Best accessory: Sibling
When you think you’ve seen everything in fashion, the often kooky (but always chic) label Sibling – a collaboration between designers Joe Bates, Sid Bryan and Cozette McCreery – dressed their models with sparkly, stupendous headphones whose cords were left hanging up in the air.
Best throwback: Roksanda Ilincic
Serbian designer Roksanda Ilincic’s collection exuded old-school cool: chiffon dresses, slinky silk blouses and velvet jumpsuits that all had a 1940s feel. The frilly collars were the most adorable feature from this week’s shows.
Best prints: Temperley London
Who says flower power is only for the spring shows? We’re big fans of Alice Temperley’s abstract florals, particularly the pixelated ones resembling a hip cross-stitch pattern. With their refreshingly big smiles, Temperley’s girls looked effortlessly confident.
Cosiest: Holly Fulton
For a dose of snug luxury, turn to Scottish designer Holly Fulton’s knitwear that feature beguiling graphic embellishment and hand-rendered, digitally-manipulated prints inspired by art deco lines and Bauhaus shapes.
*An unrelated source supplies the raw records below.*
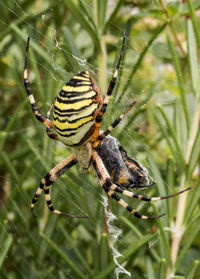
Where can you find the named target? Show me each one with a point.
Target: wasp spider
(77, 115)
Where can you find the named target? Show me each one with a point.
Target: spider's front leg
(49, 179)
(45, 120)
(109, 186)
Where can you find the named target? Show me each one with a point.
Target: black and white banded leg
(49, 179)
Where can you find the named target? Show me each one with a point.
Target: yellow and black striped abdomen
(75, 109)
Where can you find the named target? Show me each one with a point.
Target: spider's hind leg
(109, 187)
(49, 179)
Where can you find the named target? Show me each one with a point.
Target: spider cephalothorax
(77, 115)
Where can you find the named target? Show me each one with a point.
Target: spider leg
(48, 129)
(107, 185)
(39, 116)
(144, 198)
(113, 125)
(111, 86)
(49, 179)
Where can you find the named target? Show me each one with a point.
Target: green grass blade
(162, 269)
(173, 135)
(150, 269)
(5, 247)
(193, 59)
(194, 156)
(64, 257)
(126, 254)
(192, 270)
(180, 83)
(194, 22)
(167, 137)
(193, 233)
(192, 203)
(76, 13)
(113, 15)
(101, 13)
(141, 57)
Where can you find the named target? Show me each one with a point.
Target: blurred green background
(160, 69)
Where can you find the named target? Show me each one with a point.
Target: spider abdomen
(75, 109)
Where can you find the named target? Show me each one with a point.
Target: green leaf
(162, 269)
(64, 256)
(193, 59)
(180, 83)
(76, 13)
(126, 254)
(192, 270)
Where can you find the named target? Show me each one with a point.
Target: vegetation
(161, 70)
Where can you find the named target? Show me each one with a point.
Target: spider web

The sequin detailing in several garments was a true highlight.
Best collection: 1205
Following stints at the Savile Row tailors Hardy Amies and Kilgour, Paula Gerbase launched her own womenswear line, plainly called 1205. Her clothes stand out for their stunning simplicity, focusing on deftly cut, low-key pieces that stand out from the loud and lurid. “I’m bored of all the noise,” Gerbase said in a recent interview.
Best coat: Mulberry
An eye-catching floral piece on a versatile black cape with a fur collar, designed by Seville-born Johnny Coca in his first collection as Mulberry’s new creative director.
Best contrast: Antonio Berardi and A F Vandervorst
We found the contrast between the grooming of Antonio Berardi’s models with those of A F Vandervorst interesting. Berardi’s women looked polished and pristine — their pulled back hairdos and simple make-up complementing the incredibly detailed lacework on the designer’s clothing. Vandervorst’s, on the other hand, looked all-out messy, with dishevelled hair and patchy eye make-up — quite appropriate with the grungy and gothic garments that appeared on the runway.
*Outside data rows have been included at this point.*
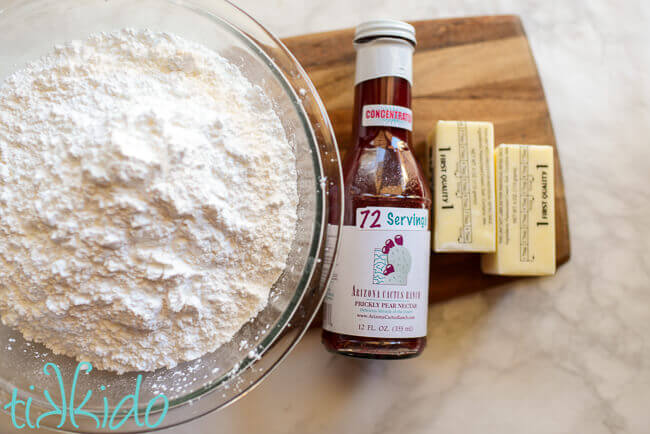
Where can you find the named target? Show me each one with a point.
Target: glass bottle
(376, 305)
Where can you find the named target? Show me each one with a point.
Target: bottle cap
(385, 28)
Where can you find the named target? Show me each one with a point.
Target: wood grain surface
(478, 68)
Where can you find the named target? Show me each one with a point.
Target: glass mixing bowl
(30, 28)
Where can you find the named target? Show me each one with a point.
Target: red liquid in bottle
(380, 171)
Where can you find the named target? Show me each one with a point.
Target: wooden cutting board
(478, 68)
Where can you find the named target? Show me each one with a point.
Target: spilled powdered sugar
(147, 200)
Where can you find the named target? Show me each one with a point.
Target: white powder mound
(147, 200)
Best trend: Menswear as womenswear
Edgy takes on androgyny turned up on the catwalks of Gareth Pugh, Margaret Howell and Paul Smith. Pugh’s women were all about the lush and the lavish, with their overcoats and billowing trousers. Howell’s were heavily influenced by classic heritage craftsmanship, with their crisp shirts, bow ties, blazers and tartan prints. Meanwhile, Smith’s ladies looked like the future of tailoring, with their boxy silhouettes, appliquéd paisley prints and subtle standout details like gold buttons and shawl fur collars. How does Smith, at age 69, continue to be one of the industry’s most important trendsetters? Remarkably, by looking back: “It’s about digging deep,” he told reporters after the show. “Going back to those things I always did.”